The biggest click that happened in my brain has to do with building the writer’s platform. Starting this week, I’m going to do a series of posts on that because I now understand the missing gaps I had, and I think it is a timely subject for this community. Whether you recognize it or not, you’ve been discussing platform issues. I think I can help clarify vital points to help other writers decide how to apply their platform building efforts in more effective ways.
What an amazing trip and conference. New friends, new ideas, new connections and new hope for my career. Thank you to this community for support and encouragement. Professionals in the industry were interested in what we are doing at Carrot Ranch to build community. And thank you to all who kept the flow going last week!
Because I was hanging out with t.v. writers, I’m leaning toward the dramatic this week. It is also April 1 and the symbolic month of honoring the earth. If we don’t nurture the earth, drastic consequences can unfold. Connecting that back to my frightening optical illusion, we will write 99-word earth epics this week.

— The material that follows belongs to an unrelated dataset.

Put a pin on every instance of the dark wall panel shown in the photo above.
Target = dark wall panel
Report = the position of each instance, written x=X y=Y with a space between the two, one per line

April 1, 2015 prompt: In 99 words (no more, no less) write about the day the earth turned brown. How did it happen? What else might be going on? It can be dramatic or even humorous. It can be the greater globe or a localized occurrence. It can be an aftermath or a revival. Follow where the prompt leads you.
Respond by April 6, 2015 to be included in the weekly compilation. Rules are here. All writers are welcome!
When it Happened by Charli Mills
It felt like a shadow, creeping up my back. At first I thought it was a thunderhead, scudding across the midday sun. I knelt in freshly turned soil to finger a trench for stony beet seeds. When the crows flew overhead in silence, I finally looked up.
Like some grand dust storm from Arizona, a mass of brown clouds roiled like sediment, churning the sky. A volcano? No wind. No dust. A brown haze descended. It wilted green grass and shriveled clover. Water ran like mud. Electricity dimmed and batteries frothed. My beets never saw the light of day.
Just a bit of trivia: the disaster movie, Dantes Peak, was filmed in this area. If you’ve seen the movie, the picture is one I took of the lake where the water turns to acid in a dramatic scene. My area does look like a profusion of volcanic peaks!